I don't feel like I can change this culture myself, and I like my immediate team, but it's super draining to constantly step in these mud puddles that real professionals would not tolerate.
Edit: I can't comment, so my responses to the comments are inline below:
Jimbo: that's a part of the third "option" I guess. Work diligently to document everything, make tickets so one day things might be fixed, and try not to get frustrated as the rabbit hole deepens.
Vietnhi Phuvan: I have no authority over this team. I'm not sure what you mean by meddling. I don't have a responsibility for fixing the software and processes that we work with each day, but it affects us all, and it affects our output. I have not "build a coalition". Others feel strongly about certain things, but usually just accept them and go on with their day-to-day work, or try to get resources to fix them. I'm not the only one ranting, but I am the most discouraged on my team; part of the problem is that "problem with an acceptable workaround" is no longer a problem to most people around here, and "acceptable workaround" means "any workaround". I'm working on a plan of action. I'm going to research how other companies solve these issues, why it's more effective to solve these problems instead of live with them, and come up with a clear upgrade path. Alternatively I'm going to build my skills until I can leave. The credibility I have has to do with the kinds of questions teammates already ask me.

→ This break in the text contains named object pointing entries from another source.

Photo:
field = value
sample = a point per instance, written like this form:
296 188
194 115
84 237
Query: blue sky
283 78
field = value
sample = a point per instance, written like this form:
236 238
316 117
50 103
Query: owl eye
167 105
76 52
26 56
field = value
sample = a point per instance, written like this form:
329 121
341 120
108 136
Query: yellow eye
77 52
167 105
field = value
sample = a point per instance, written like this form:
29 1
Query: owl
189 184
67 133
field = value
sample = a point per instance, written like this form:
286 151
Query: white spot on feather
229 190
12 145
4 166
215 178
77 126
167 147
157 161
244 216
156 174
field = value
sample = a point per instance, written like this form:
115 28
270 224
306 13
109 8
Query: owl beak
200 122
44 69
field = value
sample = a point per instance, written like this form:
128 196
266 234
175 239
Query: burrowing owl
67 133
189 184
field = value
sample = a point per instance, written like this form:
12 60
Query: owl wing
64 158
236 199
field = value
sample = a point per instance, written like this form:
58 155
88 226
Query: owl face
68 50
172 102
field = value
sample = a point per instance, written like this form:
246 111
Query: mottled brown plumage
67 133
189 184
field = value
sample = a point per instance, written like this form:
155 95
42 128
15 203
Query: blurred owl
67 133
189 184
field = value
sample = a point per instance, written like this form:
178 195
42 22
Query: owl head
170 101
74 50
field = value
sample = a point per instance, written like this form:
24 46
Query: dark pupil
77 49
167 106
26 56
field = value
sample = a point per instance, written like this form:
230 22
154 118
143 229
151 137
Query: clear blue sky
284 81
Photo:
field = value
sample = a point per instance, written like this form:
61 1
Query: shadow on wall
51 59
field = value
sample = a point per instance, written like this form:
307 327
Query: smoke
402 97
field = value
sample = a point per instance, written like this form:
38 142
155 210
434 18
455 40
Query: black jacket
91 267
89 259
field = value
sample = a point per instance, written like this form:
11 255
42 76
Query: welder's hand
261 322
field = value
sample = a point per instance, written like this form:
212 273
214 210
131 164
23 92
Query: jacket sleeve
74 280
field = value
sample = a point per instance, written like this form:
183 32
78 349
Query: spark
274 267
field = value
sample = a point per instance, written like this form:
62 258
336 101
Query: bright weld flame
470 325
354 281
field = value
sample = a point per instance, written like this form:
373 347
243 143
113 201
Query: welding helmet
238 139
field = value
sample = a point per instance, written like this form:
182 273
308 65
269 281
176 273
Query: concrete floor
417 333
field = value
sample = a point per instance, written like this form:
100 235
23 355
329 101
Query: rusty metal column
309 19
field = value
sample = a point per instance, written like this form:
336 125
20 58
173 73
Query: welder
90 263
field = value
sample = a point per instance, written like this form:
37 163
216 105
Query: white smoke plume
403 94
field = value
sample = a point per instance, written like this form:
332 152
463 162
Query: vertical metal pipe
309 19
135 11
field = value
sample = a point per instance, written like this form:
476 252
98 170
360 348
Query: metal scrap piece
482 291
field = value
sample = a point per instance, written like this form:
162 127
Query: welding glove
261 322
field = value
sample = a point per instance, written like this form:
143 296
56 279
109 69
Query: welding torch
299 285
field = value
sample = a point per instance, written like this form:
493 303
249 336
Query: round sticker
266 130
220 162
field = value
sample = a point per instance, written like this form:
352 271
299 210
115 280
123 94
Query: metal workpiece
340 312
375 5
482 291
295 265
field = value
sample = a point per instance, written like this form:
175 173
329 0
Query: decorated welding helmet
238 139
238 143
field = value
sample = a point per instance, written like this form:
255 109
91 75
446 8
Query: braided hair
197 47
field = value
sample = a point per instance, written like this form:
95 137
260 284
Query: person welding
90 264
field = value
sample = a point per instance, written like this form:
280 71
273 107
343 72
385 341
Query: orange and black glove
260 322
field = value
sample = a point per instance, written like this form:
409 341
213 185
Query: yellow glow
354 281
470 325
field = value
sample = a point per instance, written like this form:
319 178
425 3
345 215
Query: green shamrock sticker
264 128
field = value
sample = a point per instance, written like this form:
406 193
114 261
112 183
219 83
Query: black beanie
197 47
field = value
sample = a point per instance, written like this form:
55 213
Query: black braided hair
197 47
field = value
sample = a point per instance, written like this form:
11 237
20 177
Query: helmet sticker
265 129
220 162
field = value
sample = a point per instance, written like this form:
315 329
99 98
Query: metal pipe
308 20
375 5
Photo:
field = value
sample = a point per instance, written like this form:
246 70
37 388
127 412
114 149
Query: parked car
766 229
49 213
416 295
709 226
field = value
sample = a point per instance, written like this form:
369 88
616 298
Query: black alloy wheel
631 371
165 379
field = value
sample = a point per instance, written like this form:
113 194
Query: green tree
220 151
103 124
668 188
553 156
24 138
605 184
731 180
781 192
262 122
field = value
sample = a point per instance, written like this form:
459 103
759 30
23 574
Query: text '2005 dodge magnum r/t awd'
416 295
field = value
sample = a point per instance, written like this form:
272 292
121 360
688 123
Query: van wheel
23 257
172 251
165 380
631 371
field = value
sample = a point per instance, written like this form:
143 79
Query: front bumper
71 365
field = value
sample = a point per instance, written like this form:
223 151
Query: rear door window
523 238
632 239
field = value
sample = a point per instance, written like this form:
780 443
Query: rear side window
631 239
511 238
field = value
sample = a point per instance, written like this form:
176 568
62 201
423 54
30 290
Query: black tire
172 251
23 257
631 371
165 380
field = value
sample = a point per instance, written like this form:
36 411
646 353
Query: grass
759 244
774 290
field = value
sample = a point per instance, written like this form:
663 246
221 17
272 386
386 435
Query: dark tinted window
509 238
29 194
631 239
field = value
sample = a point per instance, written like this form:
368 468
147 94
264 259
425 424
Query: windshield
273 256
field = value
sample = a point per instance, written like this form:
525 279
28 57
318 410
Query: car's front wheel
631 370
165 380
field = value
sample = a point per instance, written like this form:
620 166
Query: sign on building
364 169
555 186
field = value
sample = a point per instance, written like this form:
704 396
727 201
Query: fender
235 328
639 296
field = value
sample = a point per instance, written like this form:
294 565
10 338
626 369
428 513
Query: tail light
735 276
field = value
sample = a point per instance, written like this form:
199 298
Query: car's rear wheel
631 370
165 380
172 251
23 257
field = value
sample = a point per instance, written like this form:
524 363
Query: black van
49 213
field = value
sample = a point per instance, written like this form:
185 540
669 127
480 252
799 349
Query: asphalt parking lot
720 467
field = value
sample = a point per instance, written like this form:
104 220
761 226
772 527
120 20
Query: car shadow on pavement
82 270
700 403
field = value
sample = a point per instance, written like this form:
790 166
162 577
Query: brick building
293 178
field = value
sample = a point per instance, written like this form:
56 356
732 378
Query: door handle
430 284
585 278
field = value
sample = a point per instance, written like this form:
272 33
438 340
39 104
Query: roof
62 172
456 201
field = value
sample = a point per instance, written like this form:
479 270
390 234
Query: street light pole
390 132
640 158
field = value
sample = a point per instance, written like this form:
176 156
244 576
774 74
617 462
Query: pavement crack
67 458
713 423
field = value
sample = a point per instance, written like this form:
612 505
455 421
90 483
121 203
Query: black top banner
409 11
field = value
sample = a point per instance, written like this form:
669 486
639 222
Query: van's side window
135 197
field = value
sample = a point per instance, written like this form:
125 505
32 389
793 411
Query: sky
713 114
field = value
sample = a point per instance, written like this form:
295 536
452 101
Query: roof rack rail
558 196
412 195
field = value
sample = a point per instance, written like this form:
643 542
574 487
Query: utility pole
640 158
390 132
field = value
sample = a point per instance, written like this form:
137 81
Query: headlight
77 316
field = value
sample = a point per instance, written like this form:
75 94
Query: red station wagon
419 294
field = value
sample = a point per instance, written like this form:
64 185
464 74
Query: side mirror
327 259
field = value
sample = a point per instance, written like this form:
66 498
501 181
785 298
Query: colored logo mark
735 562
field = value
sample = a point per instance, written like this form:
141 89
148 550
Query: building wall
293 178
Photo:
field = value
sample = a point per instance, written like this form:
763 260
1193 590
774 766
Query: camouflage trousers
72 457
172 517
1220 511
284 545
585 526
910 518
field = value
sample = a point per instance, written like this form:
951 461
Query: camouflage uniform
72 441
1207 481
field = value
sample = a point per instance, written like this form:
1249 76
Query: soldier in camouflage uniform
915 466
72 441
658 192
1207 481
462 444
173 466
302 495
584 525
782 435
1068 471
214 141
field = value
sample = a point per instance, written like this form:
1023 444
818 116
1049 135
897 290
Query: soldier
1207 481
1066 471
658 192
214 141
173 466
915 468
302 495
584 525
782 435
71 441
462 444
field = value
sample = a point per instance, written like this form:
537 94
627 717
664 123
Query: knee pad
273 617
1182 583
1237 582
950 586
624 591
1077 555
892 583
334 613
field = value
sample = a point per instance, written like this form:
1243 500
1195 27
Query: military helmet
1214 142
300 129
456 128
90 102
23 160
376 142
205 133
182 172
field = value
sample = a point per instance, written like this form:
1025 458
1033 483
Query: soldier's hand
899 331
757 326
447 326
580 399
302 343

Kent Anderson: Thanks for the thoughtful response. I'll try to stay positive in the future. The point that surprised me most was "try and understand how/why your teammates think like they do". Maybe I can figure out their motivations/process/intentions and be more effective. P.S. I'm not the one always speaking up in meetings, in fact I've stopped almost completely, choosing instead to try to help form a consensus instead of trying to put new ideas on the table.
Finally I'd like to accept Kent's answer, but I've forgotten the first throwaway account's email :(. Thank you all for your comments. I'll work on this.
Where is X documented?is asked when a piece of code has surprises or confusing behaviors. I would contest on the grounds that the code should not have been full of surprises and should have been less confusingly written. But I feel your pain about documentation.